Tough wheels for downhill and enduro riding

Our rating

4.5

699.00
600.00
899.00

Published: September 2, 2018 at 7:00 am

Our review
Distinctively smooth yet robust DH-rated but enduro-responsive wheels with unique foam tech Buy if, You want responsive, robust wheels

Pros:

Super-smooth, control boosting, fatigue reducing, tyre/suspension-flattering DH wheels; sturdy so far

Cons:

Slightly soft/muted feel under power

I'm a massive fans of Spank’s smooth-riding Vibrocore bars, so I’ve been eager to try its new Vibrocore rims.

After a few months’ hammer, I'm now foaming at the mouth about these too. Both products are characterised by a filling of hard-cell foam that damps vibration and — according to Spank — extends fatigue life dramatically too. They don’t just pump it into standard bars and rims, though, they produce specific shapes to maximise the damping and lifespan improvement properties of the ‘mint Aero bar’ lookalike filling.

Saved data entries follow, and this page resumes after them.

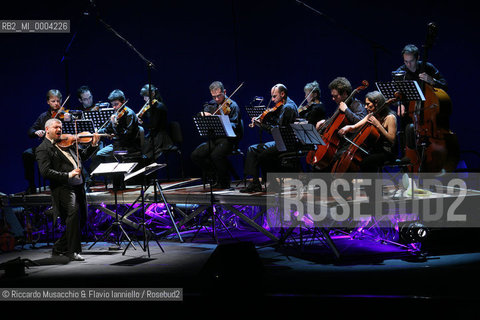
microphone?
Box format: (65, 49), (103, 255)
(251, 96), (264, 106)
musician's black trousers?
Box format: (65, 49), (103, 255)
(52, 184), (87, 255)
(191, 137), (235, 184)
(244, 141), (281, 181)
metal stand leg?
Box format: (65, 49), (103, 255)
(88, 189), (135, 250)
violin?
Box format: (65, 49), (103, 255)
(249, 100), (285, 128)
(52, 107), (70, 119)
(56, 131), (111, 148)
(212, 98), (232, 115)
(51, 95), (71, 119)
(89, 102), (110, 112)
(116, 106), (127, 120)
(97, 99), (129, 130)
(211, 82), (244, 116)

In the case of these Spike wheels, that means a shallow 17mm rim height, with an internal width of just over 30mm (standard Spike rims are 28mm). Because the filling allows Spank to use thinner rim walls, my 2,090g 29er wheels are actually 50g lighter than the standard Spike 33 29ers, despite 50g of foam in each rim.

It was as though I was running a particularly well-damped tyre carcass or had hit a sweet spot with my suspension tune

If that sounds heavy, don’t forget that Spike is Spank’s downhill range, so these are even tougher than the Oozy Trail wheels that have been winning our tests for years. That means chunkier hubs with 20mm front axle capability, and the option of 12x135mm or 12x157mm at the rear as well as the 12x148mm Boost set-up I tested.

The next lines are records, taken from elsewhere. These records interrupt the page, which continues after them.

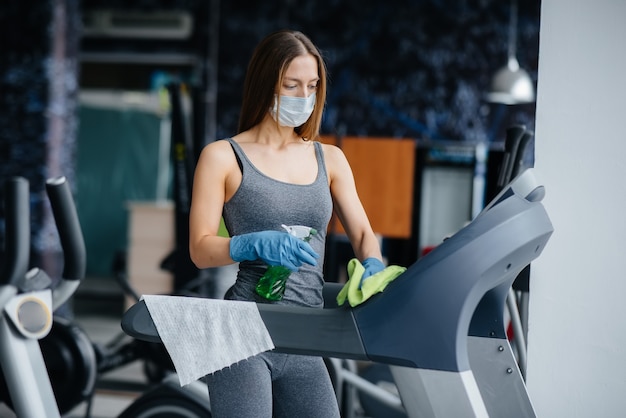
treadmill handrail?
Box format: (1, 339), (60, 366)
(121, 298), (369, 361)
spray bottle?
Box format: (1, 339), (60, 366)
(255, 224), (317, 301)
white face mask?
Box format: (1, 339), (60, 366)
(270, 93), (316, 127)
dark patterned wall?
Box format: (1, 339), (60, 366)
(0, 0), (81, 281)
(0, 1), (51, 212)
(0, 2), (53, 271)
(80, 0), (540, 142)
(214, 0), (540, 142)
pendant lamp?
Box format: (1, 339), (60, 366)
(486, 0), (535, 105)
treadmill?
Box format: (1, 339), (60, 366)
(122, 168), (553, 418)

They’re hand-built, using thick triple-butted spokes in easily replaceable J-bend format, in a three-cross pattern. The freehub is the same impressively durable set-up found on the brand’s other wheels. Spank’s ‘Oobah’ corrugated rim bed and ‘Bead Bite’ tyre grab features are also carried over onto the Spike.

To see if the foam and/or vertical rim compliance (it’s impossible to separate the two without having an empty set of the same wheels to compare to) was doing anything noticeably different, I ran them back to back with similar-width carbon and alloy wheels, using the same tyres, for several months. The answer is that, if you’re really tuned into how wheels and tyres feel, they are quieter and smoother than normal.

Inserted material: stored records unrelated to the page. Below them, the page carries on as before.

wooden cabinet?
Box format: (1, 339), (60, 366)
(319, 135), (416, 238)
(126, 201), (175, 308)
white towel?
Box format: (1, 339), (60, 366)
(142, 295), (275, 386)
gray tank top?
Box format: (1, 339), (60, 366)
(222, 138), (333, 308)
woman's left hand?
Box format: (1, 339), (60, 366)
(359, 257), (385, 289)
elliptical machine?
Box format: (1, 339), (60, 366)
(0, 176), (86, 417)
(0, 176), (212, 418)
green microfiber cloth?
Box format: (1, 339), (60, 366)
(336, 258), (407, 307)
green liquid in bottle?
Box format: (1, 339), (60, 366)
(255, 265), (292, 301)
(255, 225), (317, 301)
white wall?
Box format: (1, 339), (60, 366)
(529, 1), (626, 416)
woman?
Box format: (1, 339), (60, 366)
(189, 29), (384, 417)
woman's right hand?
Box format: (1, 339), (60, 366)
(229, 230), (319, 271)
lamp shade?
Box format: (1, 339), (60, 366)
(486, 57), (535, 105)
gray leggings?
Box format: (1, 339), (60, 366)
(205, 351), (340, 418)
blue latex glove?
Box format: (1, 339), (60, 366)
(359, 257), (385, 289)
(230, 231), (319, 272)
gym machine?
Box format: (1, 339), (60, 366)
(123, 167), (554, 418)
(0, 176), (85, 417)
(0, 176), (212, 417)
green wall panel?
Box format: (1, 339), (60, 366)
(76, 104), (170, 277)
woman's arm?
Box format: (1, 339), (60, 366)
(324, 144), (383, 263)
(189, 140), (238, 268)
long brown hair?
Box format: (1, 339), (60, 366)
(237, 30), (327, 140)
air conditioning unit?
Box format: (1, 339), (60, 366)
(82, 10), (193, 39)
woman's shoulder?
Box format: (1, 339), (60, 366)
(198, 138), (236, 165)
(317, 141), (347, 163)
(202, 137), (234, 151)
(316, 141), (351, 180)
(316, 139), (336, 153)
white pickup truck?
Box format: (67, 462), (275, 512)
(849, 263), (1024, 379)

There’s less drum and clatter on frozen, rutted trails or rocky descents, and when I did rim them hard, the impact was muffled rather than a sharp ‘clank’. They ride ‘quiet’ too, with less chatter and skip than stiffer wheels fitted with the same tyres at the same pressures.

Traction was also better in high-load cornering or successive-hit situations than with most wheels, it was as though I was running a particularly well-damped tyre carcass or had hit a sweet spot with my suspension tune.

The flipside is that they don’t feel as sharp and alive as stiffer-feeling wheels on climbs or out of corners. They never feel like super-heavy DH wheels, though, and carry speed better overall thanks to their smooth roll and extra traction.